8. Notifications in case of personal data breach

  • In the event of a data breach, Woleet will trigger an internal incident management procedure.
  • In the event of a strong impact on the privacy of the persons concerned, Woleet will notify the persons concerned and the French Supervisory Authority (CNIL) within the 72-hour time limit set by the GDPR.

9. Modifications

Woleet reserves the right to modify this Privacy Policy at any time. It is our policy to post any changes we make to this Privacy Policy on this page and the changes will be effective upon Woleet’s publication of the updated Privacy Policy except as described below. If Woleet makes material changes to how we treat your personal information, we will notify you by email (sent to the email address specified in your account) or by means of a notice on this page thirty (30) days prior to the change becoming effective. However, changes made to comply with applicable laws will be effective immediately. You are responsible for ensuring we have an up-to-date email address for you and periodically visiting this page to check for any changes to our Privacy Policy. Your continued use of the Websites and the Services expressly indicates your acceptance of Woleet’s then-current Privacy Policy and your consent to Woleet’s collection of personal information in accordance with the then-current Privacy Policy.

 

If you have questions or concerns about this Privacy Policy, please contact Woleet using the information in the “Contact Information” section above. The date this Privacy Policy was last revised is identified at the top of the page.

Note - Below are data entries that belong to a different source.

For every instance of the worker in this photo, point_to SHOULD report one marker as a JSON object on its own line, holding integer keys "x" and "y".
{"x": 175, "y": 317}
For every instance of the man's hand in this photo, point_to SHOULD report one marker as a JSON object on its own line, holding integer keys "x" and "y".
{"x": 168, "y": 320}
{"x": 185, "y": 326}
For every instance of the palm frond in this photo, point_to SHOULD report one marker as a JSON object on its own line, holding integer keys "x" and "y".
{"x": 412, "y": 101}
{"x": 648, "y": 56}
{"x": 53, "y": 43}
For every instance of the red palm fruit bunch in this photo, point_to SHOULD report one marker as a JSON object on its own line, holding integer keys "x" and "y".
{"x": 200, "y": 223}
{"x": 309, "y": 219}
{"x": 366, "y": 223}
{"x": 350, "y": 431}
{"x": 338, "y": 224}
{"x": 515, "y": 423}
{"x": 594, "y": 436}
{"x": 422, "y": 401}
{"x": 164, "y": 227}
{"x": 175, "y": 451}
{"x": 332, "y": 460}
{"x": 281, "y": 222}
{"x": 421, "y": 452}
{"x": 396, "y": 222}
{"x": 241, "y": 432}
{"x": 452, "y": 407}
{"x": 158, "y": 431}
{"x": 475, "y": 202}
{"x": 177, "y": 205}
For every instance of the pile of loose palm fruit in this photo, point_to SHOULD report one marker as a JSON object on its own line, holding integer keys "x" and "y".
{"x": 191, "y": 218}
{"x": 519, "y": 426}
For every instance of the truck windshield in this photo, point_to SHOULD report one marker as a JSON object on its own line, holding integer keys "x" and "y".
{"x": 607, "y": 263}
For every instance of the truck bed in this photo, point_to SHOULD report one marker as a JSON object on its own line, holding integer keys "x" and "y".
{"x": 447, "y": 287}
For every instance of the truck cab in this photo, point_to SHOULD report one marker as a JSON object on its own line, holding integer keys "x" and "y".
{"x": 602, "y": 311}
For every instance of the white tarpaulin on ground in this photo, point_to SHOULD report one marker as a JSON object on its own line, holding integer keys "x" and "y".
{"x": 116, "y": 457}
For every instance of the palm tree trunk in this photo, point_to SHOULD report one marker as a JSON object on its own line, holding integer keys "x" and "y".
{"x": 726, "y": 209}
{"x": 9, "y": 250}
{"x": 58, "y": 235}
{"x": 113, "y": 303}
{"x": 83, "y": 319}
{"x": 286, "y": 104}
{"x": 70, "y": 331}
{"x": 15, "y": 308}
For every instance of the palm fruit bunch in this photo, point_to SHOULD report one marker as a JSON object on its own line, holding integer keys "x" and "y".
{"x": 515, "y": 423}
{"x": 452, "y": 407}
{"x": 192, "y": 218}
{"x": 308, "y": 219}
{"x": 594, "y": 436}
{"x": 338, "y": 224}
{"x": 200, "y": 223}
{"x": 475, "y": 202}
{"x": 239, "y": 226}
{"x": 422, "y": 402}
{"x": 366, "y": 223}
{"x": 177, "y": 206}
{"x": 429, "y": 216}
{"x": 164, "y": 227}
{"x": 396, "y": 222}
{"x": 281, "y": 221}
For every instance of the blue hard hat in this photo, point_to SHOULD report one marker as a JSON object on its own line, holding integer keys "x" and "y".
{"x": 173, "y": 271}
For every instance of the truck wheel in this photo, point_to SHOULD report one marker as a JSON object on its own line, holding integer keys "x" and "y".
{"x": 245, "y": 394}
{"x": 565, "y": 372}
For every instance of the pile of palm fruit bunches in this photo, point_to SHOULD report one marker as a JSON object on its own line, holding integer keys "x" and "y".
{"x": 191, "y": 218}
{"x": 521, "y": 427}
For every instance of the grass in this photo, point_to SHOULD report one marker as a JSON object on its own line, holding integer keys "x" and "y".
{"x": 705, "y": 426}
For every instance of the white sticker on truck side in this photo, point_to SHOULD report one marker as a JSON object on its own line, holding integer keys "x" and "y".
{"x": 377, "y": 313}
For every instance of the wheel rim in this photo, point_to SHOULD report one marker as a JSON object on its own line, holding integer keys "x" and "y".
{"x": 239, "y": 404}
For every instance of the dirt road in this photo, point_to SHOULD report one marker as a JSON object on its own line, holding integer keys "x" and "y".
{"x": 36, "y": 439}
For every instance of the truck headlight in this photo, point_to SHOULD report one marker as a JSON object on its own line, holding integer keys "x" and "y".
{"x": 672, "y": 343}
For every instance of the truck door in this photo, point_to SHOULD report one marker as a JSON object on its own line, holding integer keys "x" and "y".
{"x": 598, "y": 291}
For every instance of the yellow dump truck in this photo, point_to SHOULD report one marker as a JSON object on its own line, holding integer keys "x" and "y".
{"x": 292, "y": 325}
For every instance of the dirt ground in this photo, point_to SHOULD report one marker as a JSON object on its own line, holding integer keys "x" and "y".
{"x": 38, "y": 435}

10. Google account and user data

Accessing user data

Google user data are always accessed through an OAuth consent screen.

Using user data

When using OAuth to login using Google, Google’s data are acceded to either create a new user from its Google account or validate its credentials when used as a login.
The only other time user data is accessed is when a user chooses to select a file from its Google Drive account to create its digital fingerprint (SHA256), in that case the file is always kept in the user’s browser and never transferred to our servers.

Storing user data

Woleet saves some data on its servers:
Email and basic profile information, used to create an account after an OAuth login. The use of this information is covered in the previous chapters of this Privacy Policy.

Scopes

email / profile / openid: Used to enable OAuth sign-up / login.
drive.readonly: Used to be able to calculate a hash of one of your files stored on your
Google Drive account, this file will stay in your browser and will never be transferred to our servers.